The weightlifting contest is likely to be less tense than the ethical debate. It’s yet to be seen whether the reception from spectators and her peers is warm, awkward or openly hostile. Australia’s weightlifting boss has unsuccessfully protested her inclusion. The head coach of the disgruntled Samoan squad, Jerry Wallwork, has become a strident critic. Samoa’s Feagaiga Stowers is ranked No 2 in the Commonwealth behind Hubbard, and Wallwork says she’s competing for a silver medal at best.
“A man is a man and a woman is a woman and I know a lot of changes have gone through, but in the past Laurel Hubbard used to be a male champion weightlifter,” Wallwork said.
“The strength is still there and I think it’s very unfair, and for all females it’s unfair.
“The situation may have been accepted by the IOC but that won’t stop us from protesting, regardless of whether it’s against one of our lifters or not. It’s just very unfair. Feagaiga is a little bit disheartened. She had a real chance of competing for a gold medal but now it’s a bit of an unfair disadvantage, as you can see.”
Hubbard did not arrive on the Gold Coast with the rest of the NZ team. She has not spoken to media. Last year she acknowledged the majority of her peers resented her move to the women’s ranks. “As an athlete all I can really do is to block that out,” she said. “Because if I try and take that weight on board, it just makes the lifts harder. So all I can really do is just focus and lift.”
A Kiwi official said last week: “She keeps pretty much to herself so we don’t want to change that routine and build-up for her. So in leading up to the competition Laurel won’t be fronting the media.”
Australian Weightlifting Federation boss Mike Keelan wrote to the Commonwealth Games Federation in February in an attempt to have Hubbard banned. His request was rejected. “Ultimately, it is our strong view that weightlifting has always been a gender-specific sport, male and female, not a competition among individuals of various levels of testosterone,” Keelan said. “In our respectful view, the current criteria and its application has the potential to devalue women’s weightlifting and discourage female-born athletes from pursuing the sport at an elite level in the future.”
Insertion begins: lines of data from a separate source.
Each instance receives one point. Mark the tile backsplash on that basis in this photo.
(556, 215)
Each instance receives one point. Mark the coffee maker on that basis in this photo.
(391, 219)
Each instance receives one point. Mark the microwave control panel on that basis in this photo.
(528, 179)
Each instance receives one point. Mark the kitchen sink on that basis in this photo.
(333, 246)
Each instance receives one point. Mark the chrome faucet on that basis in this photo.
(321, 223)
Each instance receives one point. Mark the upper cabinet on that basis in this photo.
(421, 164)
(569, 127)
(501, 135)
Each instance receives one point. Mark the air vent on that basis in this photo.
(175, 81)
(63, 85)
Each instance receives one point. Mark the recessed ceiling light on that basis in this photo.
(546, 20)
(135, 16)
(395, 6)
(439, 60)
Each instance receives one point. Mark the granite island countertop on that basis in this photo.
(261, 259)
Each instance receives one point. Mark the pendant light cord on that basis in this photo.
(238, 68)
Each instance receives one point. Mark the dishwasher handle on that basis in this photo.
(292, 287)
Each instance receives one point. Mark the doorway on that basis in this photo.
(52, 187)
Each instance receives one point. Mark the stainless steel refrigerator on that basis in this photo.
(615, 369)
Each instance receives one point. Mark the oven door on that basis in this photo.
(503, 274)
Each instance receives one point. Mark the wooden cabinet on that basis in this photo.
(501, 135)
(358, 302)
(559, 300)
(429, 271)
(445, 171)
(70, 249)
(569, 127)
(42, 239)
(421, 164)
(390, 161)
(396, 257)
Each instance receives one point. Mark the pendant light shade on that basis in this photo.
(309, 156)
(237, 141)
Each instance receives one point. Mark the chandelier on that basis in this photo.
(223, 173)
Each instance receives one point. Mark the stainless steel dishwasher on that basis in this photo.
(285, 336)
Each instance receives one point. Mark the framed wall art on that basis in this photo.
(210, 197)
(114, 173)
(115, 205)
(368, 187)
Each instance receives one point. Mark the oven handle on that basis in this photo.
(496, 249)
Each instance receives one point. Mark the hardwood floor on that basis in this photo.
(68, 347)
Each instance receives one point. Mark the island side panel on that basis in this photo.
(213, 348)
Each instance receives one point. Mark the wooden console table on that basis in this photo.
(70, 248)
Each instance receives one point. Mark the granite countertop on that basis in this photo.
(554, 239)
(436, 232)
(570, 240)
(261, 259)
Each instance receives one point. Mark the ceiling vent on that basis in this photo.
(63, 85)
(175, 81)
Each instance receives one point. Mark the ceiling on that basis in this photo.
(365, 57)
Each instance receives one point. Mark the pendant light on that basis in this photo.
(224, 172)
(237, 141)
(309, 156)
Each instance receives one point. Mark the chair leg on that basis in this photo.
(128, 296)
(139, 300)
Olympic Weightlifting New Zealand president Garry Marshall said Keelan was wrong. “Laurel has met all the requirements they’ve asked, which includes a monthly testosterone test and her testosterone levels are lower than a normal female,” he said. “He (Keelan) has no leg to stand on. He’s playing games and trying to niggle us in order to give the Australian weightlifter in that category a bit of an edge.”
Acason declined to comment ahead of her fifth Games appearance. Secretary-general of the Oceania Weightlifting Institute, Australia’s former coach Paul Coffa, was siding with Hubbard. “It’s a very sensitive question,” he said. “The fact is the Government of NZ has given her a passport for a female. She’s a lovely girl. She spent a few weeks with us … she’s done everything according to the IOC rules and she’s proven that she’s a woman.”
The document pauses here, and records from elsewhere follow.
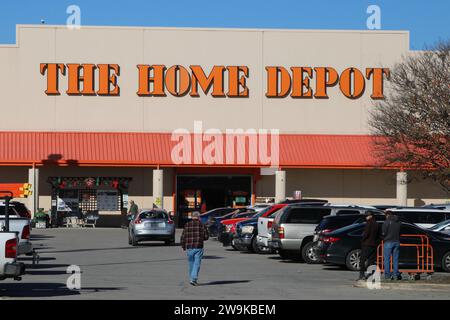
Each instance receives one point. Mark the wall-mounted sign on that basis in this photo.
(222, 81)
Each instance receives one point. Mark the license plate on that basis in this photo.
(41, 225)
(155, 225)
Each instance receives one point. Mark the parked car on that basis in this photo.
(20, 225)
(218, 212)
(293, 201)
(293, 228)
(9, 267)
(259, 206)
(245, 236)
(423, 217)
(331, 223)
(20, 208)
(151, 225)
(228, 227)
(443, 227)
(387, 206)
(343, 247)
(214, 224)
(265, 226)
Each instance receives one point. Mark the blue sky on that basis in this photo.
(427, 21)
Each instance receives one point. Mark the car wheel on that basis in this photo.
(309, 254)
(134, 241)
(353, 259)
(254, 248)
(446, 262)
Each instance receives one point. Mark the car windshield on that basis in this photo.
(440, 225)
(153, 215)
(262, 212)
(350, 228)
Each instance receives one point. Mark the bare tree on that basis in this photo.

But Coffa admitted the result was virtually beyond doubt. “As a man, Hubbard lifted 330kg, the strength is there,” he said. “She will win the gold medal, nobody will beat her at these Games, no one. You can’t stop criticism, but I see it differently, she’s done what she’s required to do, so give her a chance and let her continue.”
New Zealand high-performance director Simon Kent said Hubbard was “an introverted character”. “Laurel is Laurel. We want to keep things as normal as we can. She’s very comfortable with who she is and she is participating in a sport she loves. At 40 years of age, this is her last chance to compete on this sort of stage.”